# RAG and Semantic Retrieval on a Document Collection

Deep Search allows users to interact with the documents using conversational AI, i.e. you interact with a virtual assistant which answer your questions using the information in the corpus.

In this example we demonstrate how achive the same interaction programmatically.

### Access required

The content of this notebook requires access to Deep Search capabilities which are not
available on the public access system.

[Contact us](https://ds4sd.github.io) if you are interested in exploring
these Deep Search capabilities.


### GenAI Integration required

When interacting with the virtual assistant, Deep Search requires a connection to a Generative AI API. Currently, we support connections to [watsonx.ai](https://www.ibm.com/products/watsonx-ai) or the IBM-internal GenAI platform BAM.

Deep Search allows custom GenAI configurations for each project.
In the following example you will require to work in a project which has such GenAI capabilities activated.

### Set notebook parameters


In [1]:
from dsnotebooks.settings import CollQANotebookSettings

# notebooks settings auto-loaded from .env / env vars
notebook_settings = CollQANotebookSettings()

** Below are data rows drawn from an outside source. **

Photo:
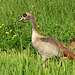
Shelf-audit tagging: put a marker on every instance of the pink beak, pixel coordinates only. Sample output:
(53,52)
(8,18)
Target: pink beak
(21,19)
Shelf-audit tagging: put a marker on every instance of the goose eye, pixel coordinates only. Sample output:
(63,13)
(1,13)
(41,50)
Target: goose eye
(24,15)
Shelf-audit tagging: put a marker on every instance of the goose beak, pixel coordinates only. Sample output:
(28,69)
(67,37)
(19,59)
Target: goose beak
(21,19)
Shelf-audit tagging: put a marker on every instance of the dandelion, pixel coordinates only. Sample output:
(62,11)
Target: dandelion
(3,35)
(6,32)
(10,30)
(40,32)
(11,13)
(25,28)
(0,26)
(38,26)
(14,36)
(56,24)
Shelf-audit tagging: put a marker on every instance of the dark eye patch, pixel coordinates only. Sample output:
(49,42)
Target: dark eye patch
(24,15)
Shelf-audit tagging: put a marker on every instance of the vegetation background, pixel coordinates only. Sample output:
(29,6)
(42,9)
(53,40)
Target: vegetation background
(54,18)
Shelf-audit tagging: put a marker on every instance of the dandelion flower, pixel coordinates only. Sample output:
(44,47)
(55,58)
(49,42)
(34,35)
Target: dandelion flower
(25,28)
(11,13)
(38,26)
(56,24)
(0,26)
(6,32)
(15,35)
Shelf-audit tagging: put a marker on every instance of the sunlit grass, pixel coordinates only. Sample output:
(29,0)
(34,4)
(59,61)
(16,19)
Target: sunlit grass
(54,18)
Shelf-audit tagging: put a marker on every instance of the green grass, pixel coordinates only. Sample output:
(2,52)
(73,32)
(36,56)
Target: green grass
(55,19)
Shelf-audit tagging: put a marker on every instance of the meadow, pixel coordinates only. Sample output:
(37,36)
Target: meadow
(54,18)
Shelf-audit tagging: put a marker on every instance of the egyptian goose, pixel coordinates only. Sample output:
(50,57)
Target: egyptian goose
(46,46)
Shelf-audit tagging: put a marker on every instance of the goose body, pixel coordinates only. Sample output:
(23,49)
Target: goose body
(46,46)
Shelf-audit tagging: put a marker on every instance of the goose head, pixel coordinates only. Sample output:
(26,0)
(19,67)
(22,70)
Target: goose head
(26,16)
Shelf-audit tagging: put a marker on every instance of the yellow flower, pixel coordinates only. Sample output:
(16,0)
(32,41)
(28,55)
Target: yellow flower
(15,35)
(56,24)
(10,30)
(38,26)
(0,26)
(11,13)
(6,32)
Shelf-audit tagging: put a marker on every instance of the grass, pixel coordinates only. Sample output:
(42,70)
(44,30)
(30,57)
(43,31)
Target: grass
(54,18)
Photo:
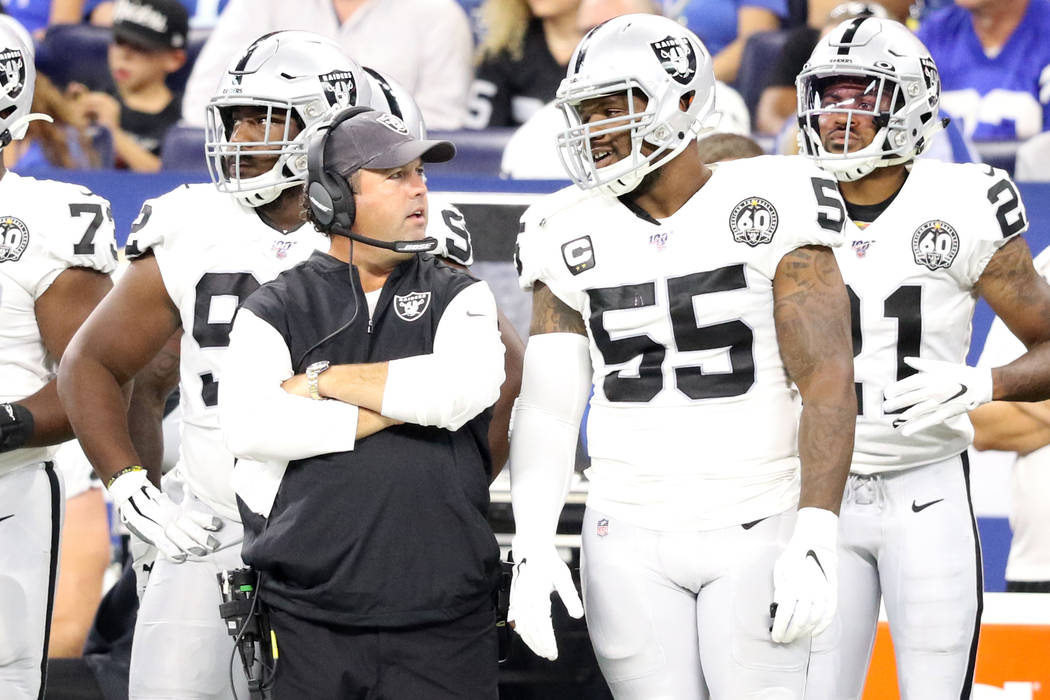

PROFILE_NAME = notebook_settings.profile      # the profile to use
PROJ_KEY = notebook_settings.proj_key         # the project to use
INDEX_KEY = notebook_settings.sem_on_idx_key  # the collection to use

SKIP_INGESTED_DOCS = notebook_settings.skip_ingested_docs  # whether to skip any already semantically ingested docs

RETR_K = notebook_settings.retr_k             # the number of search results to retrieve
TEXT_WEIGHT = notebook_settings.text_weight   # the weight of lexical search (0.0: semantic-only, 1.0: lexical-only, anything in between: hybrid search)
RERANK = notebook_settings.rerank             # whether to rerank the search results
RAISE = notebook_settings.raise_on_sem_err    # whether semantic operation errors should raise an exception or be reflected in response fields

### Import example dependencies

In [2]:
# Import standard dependenices
import pandas as pd
import rich

# IPython utilities
from IPython.display import display, Markdown

# Import the deepsearch-toolkit
from deepsearch.cps.client.api import CpsApi
from deepsearch.cps.client.components.elastic import ElasticProjectDataCollectionSource
from deepsearch.cps.queries import DataQuery, RAGQuery, SemanticQuery
from deepsearch.cps.queries.results import RAGResult, SearchResult, SearchResultItem


### Connect to Deep Search

In [3]:
api = CpsApi.from_env(profile_name=PROFILE_NAME)

### Utils

In [4]:
def render_provenance_url(
        api: CpsApi,
        coords: ElasticProjectDataCollectionSource,
        retr_item: SearchResultItem,
):
    ## compute URL to the document in the Deep Search UI
    item_index = int(retr_item.main_path[retr_item.main_path.rfind(".")+1:])
    doc_url = api.documents.generate_url(
        document_hash=retr_item.doc_hash,
        data_source=coords,
        item_index=item_index,
    )
    display(Markdown(f"The provenance of the answer can be inspected on the [source document]({doc_url})."))

---

Prepare the collection coordinates:

In [5]:
coll_coords = ElasticProjectDataCollectionSource(
    proj_key=PROJ_KEY,
    index_key=INDEX_KEY,
)

We are using a small collection, so we can just list its documents to get an idea of its contents (for more details on querying, check the [Data Query Quick Start](https://github.com/DS4SD/deepsearch-examples/tree/main/examples/data_query_quick_start)).

In [6]:
# Prepare the data query
query = DataQuery(
    search_query="*",  # The search query to be executed
    source=[           # Which fields of documents we want to fetch
            "file-info.document-hash",
            "file-info.filename",
            # "description.title",
    ],
    coordinates=coll_coords,  # The data collection to be queries
)

# Query Deep Search for the documents matching the query
results = []
query_results = api.queries.run(query)
for row in query_results.outputs["data_outputs"]:
        # Add row to results table
        results.append({
            "Filename": row["_source"]["file-info"]["filename"],
            "DocHash": row["_source"]["file-info"]["document-hash"],
            # "Title": row["_source"].get("description", {}).get("title"),
        })

print(f'Finished fetching all data. Total is {len(results)} records.')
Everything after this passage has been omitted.